[[[[Mis à jour le mardi 8 janvier 2019: l'activité de l'usine de Greenfield est arrêtée ce soir. La direction espère une reprise rapide et annonce qu'il n'y a actuellement aucun chômage technique. Une audience est prévue début mars devant le tribunal de commerce de Nanterre].

Le fabricant de papier Sequana se ditsur de soi"sur sa capacité à trouver un acheteur pour les unités de sa filiale Arjowiggins Graphic.
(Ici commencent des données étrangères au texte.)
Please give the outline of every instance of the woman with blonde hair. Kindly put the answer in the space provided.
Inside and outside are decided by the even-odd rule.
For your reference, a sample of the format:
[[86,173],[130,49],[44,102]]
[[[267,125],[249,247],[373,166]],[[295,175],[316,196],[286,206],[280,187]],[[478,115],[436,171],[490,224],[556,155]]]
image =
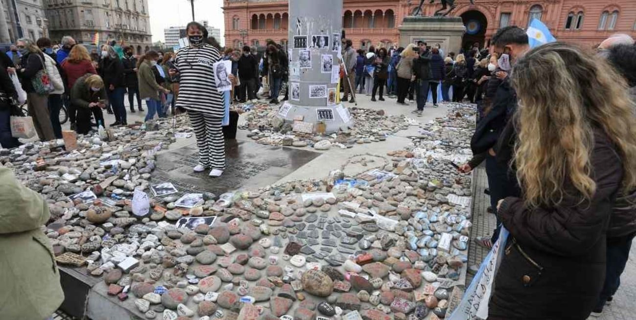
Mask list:
[[71,90],[71,104],[77,110],[75,131],[80,135],[90,132],[91,114],[95,123],[104,126],[102,109],[106,107],[107,103],[107,95],[101,77],[90,73],[80,77]]
[[411,86],[413,77],[413,62],[417,58],[417,46],[410,43],[399,54],[400,60],[396,67],[398,73],[398,103],[406,104],[404,99],[408,93],[408,88]]
[[[69,88],[73,89],[75,81],[82,76],[90,73],[97,74],[95,67],[91,62],[90,55],[86,47],[81,44],[73,46],[69,56],[62,62],[62,69],[66,75],[67,83]],[[75,129],[75,118],[77,110],[73,103],[68,103],[69,120],[71,121],[71,130]]]
[[615,197],[636,187],[633,103],[606,62],[571,44],[533,49],[510,76],[523,196],[497,206],[510,236],[488,319],[584,319],[603,286]]

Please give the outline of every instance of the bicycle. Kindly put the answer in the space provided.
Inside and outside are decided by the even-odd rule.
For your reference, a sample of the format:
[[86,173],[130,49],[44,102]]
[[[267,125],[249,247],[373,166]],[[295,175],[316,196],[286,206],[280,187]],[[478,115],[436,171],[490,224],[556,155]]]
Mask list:
[[[22,112],[22,114],[25,116],[30,116],[29,114],[29,108],[27,103],[24,103],[20,106],[20,110]],[[66,123],[66,121],[69,121],[69,112],[66,110],[66,106],[62,105],[62,108],[60,109],[60,124],[64,124]]]

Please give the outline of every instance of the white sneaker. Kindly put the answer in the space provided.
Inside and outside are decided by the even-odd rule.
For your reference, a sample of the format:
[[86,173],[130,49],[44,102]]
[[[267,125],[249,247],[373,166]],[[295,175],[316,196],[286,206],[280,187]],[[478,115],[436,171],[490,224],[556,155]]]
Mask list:
[[223,170],[219,170],[218,169],[212,169],[212,171],[210,171],[210,174],[209,175],[210,177],[221,177],[221,175],[223,174]]
[[195,172],[203,172],[205,171],[205,169],[207,168],[202,166],[201,164],[197,164],[197,166],[192,168],[192,170],[194,170]]

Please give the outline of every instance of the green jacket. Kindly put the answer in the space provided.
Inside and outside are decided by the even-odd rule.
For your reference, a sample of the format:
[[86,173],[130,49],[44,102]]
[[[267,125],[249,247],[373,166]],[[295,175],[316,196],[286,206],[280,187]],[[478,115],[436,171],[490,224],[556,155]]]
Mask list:
[[139,97],[142,99],[150,98],[151,99],[158,100],[158,91],[162,89],[160,84],[157,83],[155,79],[155,74],[153,73],[154,67],[150,65],[150,62],[144,60],[139,65],[139,70],[137,72],[137,78],[139,81]]
[[106,88],[93,93],[86,83],[86,79],[93,74],[86,74],[75,81],[73,88],[71,90],[71,103],[78,108],[88,108],[91,102],[97,102],[100,100],[106,100],[108,105],[108,96],[106,95]]
[[40,229],[51,213],[41,196],[0,168],[0,318],[43,320],[64,300],[53,248]]

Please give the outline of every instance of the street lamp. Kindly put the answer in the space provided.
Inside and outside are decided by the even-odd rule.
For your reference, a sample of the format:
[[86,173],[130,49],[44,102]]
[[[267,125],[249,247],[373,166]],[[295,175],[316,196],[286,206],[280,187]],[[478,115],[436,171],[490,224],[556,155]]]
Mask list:
[[238,34],[240,34],[240,36],[243,37],[243,44],[242,44],[242,45],[244,46],[245,45],[245,37],[247,36],[247,29],[240,29],[240,30],[238,30]]

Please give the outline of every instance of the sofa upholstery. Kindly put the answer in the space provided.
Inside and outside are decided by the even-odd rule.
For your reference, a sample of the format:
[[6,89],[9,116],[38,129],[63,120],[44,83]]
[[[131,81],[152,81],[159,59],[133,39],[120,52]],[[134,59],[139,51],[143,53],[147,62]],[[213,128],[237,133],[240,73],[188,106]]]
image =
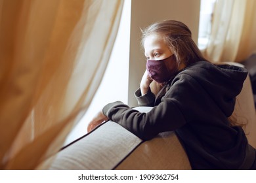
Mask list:
[[[150,110],[135,108],[145,112]],[[249,142],[256,148],[255,109],[249,76],[230,120],[247,124],[244,130]],[[143,141],[111,121],[68,145],[51,162],[50,169],[191,169],[173,131]]]

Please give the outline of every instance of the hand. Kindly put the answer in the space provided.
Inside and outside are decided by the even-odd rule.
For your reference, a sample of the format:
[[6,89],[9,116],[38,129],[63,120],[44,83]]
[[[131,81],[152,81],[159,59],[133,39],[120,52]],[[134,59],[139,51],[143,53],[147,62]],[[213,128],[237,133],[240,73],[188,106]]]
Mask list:
[[108,120],[107,116],[104,115],[102,110],[98,112],[95,116],[93,118],[93,120],[89,122],[87,127],[87,132],[89,133],[93,129],[94,129],[96,126],[101,124],[104,121]]
[[140,91],[141,95],[143,95],[148,92],[150,83],[153,81],[153,79],[148,75],[148,71],[146,69],[145,73],[140,82]]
Trois sites sont concernés par la procédure de sauvegarde et la mise sous séquestre annoncée lundi par le groupe: les usines de Bessé-sur-Braye et Le Bourray, en Sarthe, et celle de Greenfieldau sud de Château-Tierry. Un total de 906 emplois, dont 76 dans l'Aisne selon les chiffres fournis par Arjowiggins.

Cette annonce intervient moins de deux semaines après l'échec de la vente des activités concernées au groupe néerlandais Fineska. En 2014, un "lourde restructuration"Cela avait déjà été décidé par Sequana, ce qui a permis, selon le groupe, de rétablir un bilan positif en 2017. Le groupe pointe maintenant un"augmentation sans précédent et continue"Le prix de la pâte, qui a atteint un niveau particulièrement élevé au cours des derniers mois. Cette augmentation n'aurait pas pu être répercutée sur le prix de vente.Ce facteur est ajouté, selon Sequana, à un différend opposant le groupe CHAUVE SOURIS et cela aurait généré un "forte méfiance"de ses partenaires financiers.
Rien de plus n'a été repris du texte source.